Miguel Jorge – PE Desenvolvimento
Falar de Cuba é, quase sempre, sinônimo de provocar polêmica: ou se é totalmente contra ou se é totalmente a favor, por razões conhecidas e que não vale a pena recordar neste artigo. Tem sido assim nos últimos 50 anos, pelo menos, e essa situação ainda deve continuar por um tempo razoável.
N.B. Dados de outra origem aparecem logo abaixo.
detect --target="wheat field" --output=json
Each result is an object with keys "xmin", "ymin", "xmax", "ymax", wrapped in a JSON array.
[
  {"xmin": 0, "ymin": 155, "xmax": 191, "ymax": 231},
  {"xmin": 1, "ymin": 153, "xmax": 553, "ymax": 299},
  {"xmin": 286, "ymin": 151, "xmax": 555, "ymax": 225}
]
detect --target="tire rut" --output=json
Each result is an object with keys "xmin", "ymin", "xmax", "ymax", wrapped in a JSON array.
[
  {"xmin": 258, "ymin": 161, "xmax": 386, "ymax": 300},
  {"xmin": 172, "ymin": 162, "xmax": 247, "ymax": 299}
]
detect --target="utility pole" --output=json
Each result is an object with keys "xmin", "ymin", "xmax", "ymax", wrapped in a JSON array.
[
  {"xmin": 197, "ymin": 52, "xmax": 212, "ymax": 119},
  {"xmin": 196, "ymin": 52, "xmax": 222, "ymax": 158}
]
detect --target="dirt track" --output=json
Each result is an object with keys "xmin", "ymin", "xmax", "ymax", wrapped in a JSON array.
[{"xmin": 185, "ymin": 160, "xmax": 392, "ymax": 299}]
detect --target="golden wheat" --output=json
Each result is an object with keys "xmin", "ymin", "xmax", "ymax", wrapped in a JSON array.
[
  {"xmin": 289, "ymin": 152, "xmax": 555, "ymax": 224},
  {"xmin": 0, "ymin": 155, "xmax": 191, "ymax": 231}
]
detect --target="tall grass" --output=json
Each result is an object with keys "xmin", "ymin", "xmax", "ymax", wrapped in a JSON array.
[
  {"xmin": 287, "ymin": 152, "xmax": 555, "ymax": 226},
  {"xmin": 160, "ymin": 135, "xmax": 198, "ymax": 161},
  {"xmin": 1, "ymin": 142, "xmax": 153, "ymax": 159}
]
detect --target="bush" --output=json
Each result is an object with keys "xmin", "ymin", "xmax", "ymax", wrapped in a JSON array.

No entanto, algumas hipocrisias sobre Cuba devem ser colocadas à luz do dia. Por exemplo, entre 2007 e 2010, fui seis vezes à ilha, como ministro, e, em três delas, encontrei um governador americano tentando vender os produtos de seu Estado. Na inauguração da Feira Internacional de Havana, na qual o Brasil tem participação importante, sempre com cerca de 40 de nossas pequenas e médias empresas como expositoras, fui convidado para subir ao palco. Logo depois de mim, foi chamado um governador americano, que ficou a meu lado e ao lado de Ramon Castro, irmão mais velho de Fidel e Raul.
Até 2009, os Estados Unidos vendiam para Cuba toda a soja consumida no país - isso mudou depois que, em negociações com o governo cubano, substituímos os fornecedores americanos por brasileiros. O incrível é que, para comprar a soja, os cubanos, além de pagar adiantado, precisavam aguardar que um navio americano desembarcasse o produto no porto de Kingston, na Jamaica, para ser, então, embarcado em outro navio para Cuba (qualquer navio que atraque em Cuba fica impedido de atracar em todos os portos dos Estados Unidos durante seis meses, pelo menos). Com tantas manobras, os cubanos pagavam entre 20% e 30% a mais pela soja - e os EUA mantinham, sem sustos, a hipocrisia do bloqueio econômico à ilha.
Espera-se que a relação comercial e os acordos com Cuba fortaleçam, cada vez mais, a posição brasileira na ilha
No segundo governo do presidente Lula, a estratégia de comércio exterior foi absolutamente prática. Todo e qualquer mercado, em qualquer lugar do mundo, tinha importância - se pudéssemos vender um frango a mais, nós nos esforçaríamos para isso -, sendo fundamental abrir o máximo possível de mercados para os produtos brasileiros.
Daí, a grande quantidade de missões comerciais, a maioria delas com cerca de 100 empresários brasileiros, inclusive transportados pelo Sucatão, o velho, mas bravo e eficiente 707, que Lula autorizou ser usado pelo Ministério do Desenvolvimento, Indústria e Comércio (Mdic).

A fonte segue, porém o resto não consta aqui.